Empirical therapy includes:
- Azithromycin (a single oral dose);
- Ceftriaxone (a single intramuscular injection);
- Doxycycline (an oral course for 7 days);
- Cefixime (a single oral dose);
- In case of severe allergy to penicillins/cephalosporins: azithromycin (a single oral dose).
When laboratory tests detect infective agents, the exact therapy depends on the species:
- Chlamydia: Azithromycin (a single oral dose) or doxycycline (a course);
- Gonorrhea: Ceftriaxone (a single intramuscular injection) for patients with body weight less than 150 kg and negative tests for other infections;
- Mycoplasma: Doxycycline (a course) or azithromycin (a course for 3 days);
- Trichomonas vaginalis: Metronidazole or tinidazole (a single oral dose);
- Bacterial vaginosis: Metronidazole (an oral course); metronidazole vaginal gel, 0.75 %, clindamycin vaginal cream, 2 %, or clindamycin vaginal suppositories;
- HSV: Acyclovir, valacyclovir, famciclovir orally.
Contact tracing is the priority, if chlamydia, gonorrhea, trichomoniasis, and Mycoplasma genitalium are confirmed. This measure is not necessary in the case of HSV. Women should abstain from sexual activity until the treatment course is complete.
There is no difference in handling HIV-positive and HIV-negative women. If treated timely, such women show less virus shedding and have a lower risk of HIV transmission.
Cervicitis is described as chronic in cases of persistent abnormal vaginal discharge for three consecutive months when empirical antibiotic therapy has been prescribed and/or an infection has been ruled out. If a repeated sexual contact with an infected partner is suspected, patients should be reassessed for a potential reinfection. If women with persistent symptomatic cervicitis are not diagnosed with an infection, repeated or long-term antibiotic therapy generally does not prove to be efficient.
Complications: An infection may spread to the uterus, uterine tubes, and ovaries, leading to pelvic inflammatory disease (PID), a dangerous cervicitis complication. PID may be both acute and chronic. In the latter case, it may cause chronic pelvic pain, ectopic pregnancy, and infertility.

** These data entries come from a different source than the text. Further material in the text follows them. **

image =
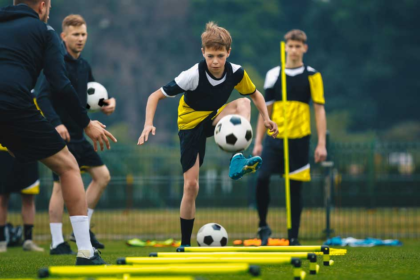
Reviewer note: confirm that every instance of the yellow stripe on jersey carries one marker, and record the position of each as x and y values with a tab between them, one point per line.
317	88
188	118
298	117
33	189
246	86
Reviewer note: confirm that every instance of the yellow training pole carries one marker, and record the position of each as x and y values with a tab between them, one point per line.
173	269
286	134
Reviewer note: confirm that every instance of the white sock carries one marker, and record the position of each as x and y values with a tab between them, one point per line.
56	234
80	226
90	213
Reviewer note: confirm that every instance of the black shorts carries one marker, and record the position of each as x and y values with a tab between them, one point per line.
273	158
28	135
193	142
16	177
85	156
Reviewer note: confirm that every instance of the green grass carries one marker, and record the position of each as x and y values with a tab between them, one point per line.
360	263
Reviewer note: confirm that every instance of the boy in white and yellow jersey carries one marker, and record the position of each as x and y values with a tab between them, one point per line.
304	84
207	87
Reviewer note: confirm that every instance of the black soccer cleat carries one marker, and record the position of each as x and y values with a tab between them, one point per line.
95	243
264	233
62	249
95	260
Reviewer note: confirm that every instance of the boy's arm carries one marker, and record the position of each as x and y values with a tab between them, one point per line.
152	102
259	102
259	137
321	127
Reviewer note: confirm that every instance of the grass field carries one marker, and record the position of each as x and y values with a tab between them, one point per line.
360	263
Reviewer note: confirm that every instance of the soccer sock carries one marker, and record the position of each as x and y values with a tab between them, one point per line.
56	234
80	226
296	201
27	229
263	200
2	233
186	231
90	213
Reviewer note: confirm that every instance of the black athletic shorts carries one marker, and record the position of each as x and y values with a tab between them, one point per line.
193	142
85	156
17	177
28	135
273	158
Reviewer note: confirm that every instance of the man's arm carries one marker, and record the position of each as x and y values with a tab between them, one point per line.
152	103
259	137
259	102
45	104
321	127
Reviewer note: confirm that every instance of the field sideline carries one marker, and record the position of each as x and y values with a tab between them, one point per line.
381	263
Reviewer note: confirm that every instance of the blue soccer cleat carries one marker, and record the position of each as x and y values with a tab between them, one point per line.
239	166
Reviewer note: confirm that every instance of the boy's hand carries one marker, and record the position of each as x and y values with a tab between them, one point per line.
145	134
272	126
97	132
257	149
64	133
320	153
109	108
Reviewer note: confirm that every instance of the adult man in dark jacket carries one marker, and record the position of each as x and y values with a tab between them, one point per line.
28	45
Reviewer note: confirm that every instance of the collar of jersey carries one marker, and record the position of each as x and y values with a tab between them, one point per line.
295	71
213	81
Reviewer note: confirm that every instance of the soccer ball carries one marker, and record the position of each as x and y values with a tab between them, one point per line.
97	93
213	235
233	133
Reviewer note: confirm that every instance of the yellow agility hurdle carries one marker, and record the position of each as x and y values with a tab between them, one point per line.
171	269
209	258
325	250
313	265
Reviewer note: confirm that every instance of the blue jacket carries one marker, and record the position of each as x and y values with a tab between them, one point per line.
28	45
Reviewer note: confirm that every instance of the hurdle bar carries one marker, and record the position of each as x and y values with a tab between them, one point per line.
325	250
313	265
208	258
178	269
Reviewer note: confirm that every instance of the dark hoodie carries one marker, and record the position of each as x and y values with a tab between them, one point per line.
28	45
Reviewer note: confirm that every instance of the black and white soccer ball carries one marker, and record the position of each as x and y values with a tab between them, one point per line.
96	93
213	235
233	133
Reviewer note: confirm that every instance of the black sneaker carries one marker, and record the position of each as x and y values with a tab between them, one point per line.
62	249
83	260
93	240
264	233
294	242
95	243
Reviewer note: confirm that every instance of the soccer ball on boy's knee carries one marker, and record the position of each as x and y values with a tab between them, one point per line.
233	133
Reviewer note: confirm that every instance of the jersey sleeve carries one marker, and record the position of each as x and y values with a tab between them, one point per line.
245	86
317	88
269	85
186	81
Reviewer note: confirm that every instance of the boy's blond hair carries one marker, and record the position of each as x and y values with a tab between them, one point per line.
296	35
216	37
73	20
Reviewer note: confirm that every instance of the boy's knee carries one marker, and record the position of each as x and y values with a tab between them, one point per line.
191	187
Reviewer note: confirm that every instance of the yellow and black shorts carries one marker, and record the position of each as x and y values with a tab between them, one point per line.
273	158
17	177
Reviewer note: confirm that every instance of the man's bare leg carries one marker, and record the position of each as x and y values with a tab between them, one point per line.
187	211
65	166
28	217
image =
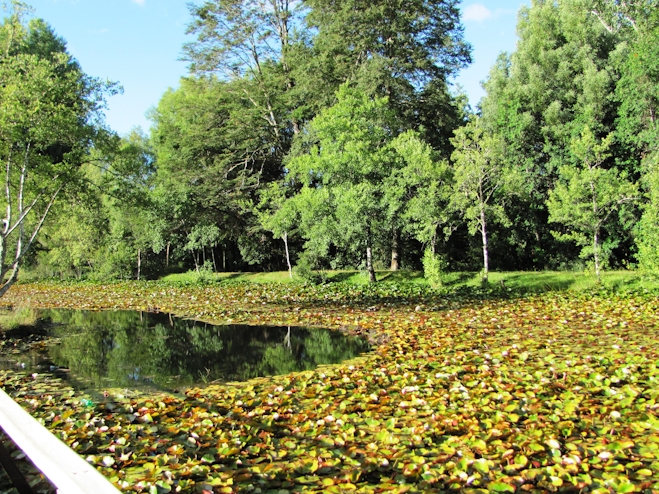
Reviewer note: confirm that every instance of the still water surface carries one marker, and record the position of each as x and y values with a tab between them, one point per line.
138	350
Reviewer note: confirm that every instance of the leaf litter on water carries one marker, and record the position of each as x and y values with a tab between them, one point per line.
531	394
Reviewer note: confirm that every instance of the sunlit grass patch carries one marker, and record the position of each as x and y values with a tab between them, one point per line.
14	317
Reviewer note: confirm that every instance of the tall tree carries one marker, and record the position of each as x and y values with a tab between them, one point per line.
560	78
587	196
345	176
404	50
49	111
482	182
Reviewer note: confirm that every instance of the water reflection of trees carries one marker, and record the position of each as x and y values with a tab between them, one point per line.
133	349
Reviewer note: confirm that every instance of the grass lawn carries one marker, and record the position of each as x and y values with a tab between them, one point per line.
527	281
466	390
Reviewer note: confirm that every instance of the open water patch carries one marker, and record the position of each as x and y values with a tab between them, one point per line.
156	351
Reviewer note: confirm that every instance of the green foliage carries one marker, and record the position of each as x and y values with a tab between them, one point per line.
647	229
304	270
49	115
588	196
433	268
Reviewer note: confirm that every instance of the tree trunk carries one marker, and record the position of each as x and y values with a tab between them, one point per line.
288	256
369	258
596	254
395	254
486	260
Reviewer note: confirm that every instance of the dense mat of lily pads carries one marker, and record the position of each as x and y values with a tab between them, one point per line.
550	392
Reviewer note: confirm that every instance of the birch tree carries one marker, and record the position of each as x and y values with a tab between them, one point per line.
481	182
588	196
48	112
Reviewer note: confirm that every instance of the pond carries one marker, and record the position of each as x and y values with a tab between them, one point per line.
155	351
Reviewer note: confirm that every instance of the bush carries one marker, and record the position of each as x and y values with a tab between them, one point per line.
304	271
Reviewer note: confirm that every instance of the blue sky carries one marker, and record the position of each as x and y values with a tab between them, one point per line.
138	43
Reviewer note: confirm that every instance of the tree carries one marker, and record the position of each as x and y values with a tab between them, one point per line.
482	182
343	175
251	42
587	196
278	216
561	77
647	229
49	114
406	51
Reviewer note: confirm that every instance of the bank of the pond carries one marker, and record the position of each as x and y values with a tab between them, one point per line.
557	392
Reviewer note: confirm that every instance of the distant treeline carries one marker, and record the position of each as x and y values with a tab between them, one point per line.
327	134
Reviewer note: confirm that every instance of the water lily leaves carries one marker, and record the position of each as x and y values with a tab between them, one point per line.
534	394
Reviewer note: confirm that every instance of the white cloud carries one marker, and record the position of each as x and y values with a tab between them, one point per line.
475	12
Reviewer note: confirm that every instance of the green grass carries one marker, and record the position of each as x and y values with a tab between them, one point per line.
525	281
12	318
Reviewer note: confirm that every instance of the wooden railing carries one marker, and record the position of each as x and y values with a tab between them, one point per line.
65	469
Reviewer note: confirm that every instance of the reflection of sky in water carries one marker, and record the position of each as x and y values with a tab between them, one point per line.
155	351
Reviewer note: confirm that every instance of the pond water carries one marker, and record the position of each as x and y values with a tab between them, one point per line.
138	350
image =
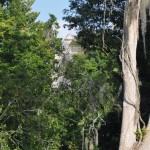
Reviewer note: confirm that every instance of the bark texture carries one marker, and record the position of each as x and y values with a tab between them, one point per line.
146	142
130	76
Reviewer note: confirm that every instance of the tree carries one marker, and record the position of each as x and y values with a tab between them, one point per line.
26	62
97	23
131	108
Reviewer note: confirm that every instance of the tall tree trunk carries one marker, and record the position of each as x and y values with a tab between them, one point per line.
130	76
146	142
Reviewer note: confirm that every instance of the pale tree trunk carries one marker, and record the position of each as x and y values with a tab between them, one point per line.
130	76
146	142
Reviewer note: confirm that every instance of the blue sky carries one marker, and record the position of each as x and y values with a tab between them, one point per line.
55	7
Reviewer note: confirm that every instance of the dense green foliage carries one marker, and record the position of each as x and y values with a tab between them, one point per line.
33	114
87	95
99	24
26	68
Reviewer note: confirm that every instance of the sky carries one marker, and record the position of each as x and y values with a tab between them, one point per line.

Pregnancy: STI-induced cervicitis correlates with unfavorable pregnancy outcomes, including premature rupture of the membranes, premature birth, and low birth weight of newborns. If not diagnosed in time, Chlamydia trachomatis increases the risk of neonatal exposure to infected cervical secretions during delivery. Primary neonatal Chlamydia trachomatis infection affects the conjunctiva, nasopharynx, genitourinary system, and rectum.
Neisseria gonorrhoeae infection in newborns may cause severe conditions, such as neonatal conjunctivitis and sepsis, including arthritis and meningitis.
Rhinitis, vaginitis, urethritis, and scalp infections are less severe manifestations.
Irrespective of the gestational age, all pregnant women should undergo mandatory prenatal infection screening and, if positive, recommended treatment.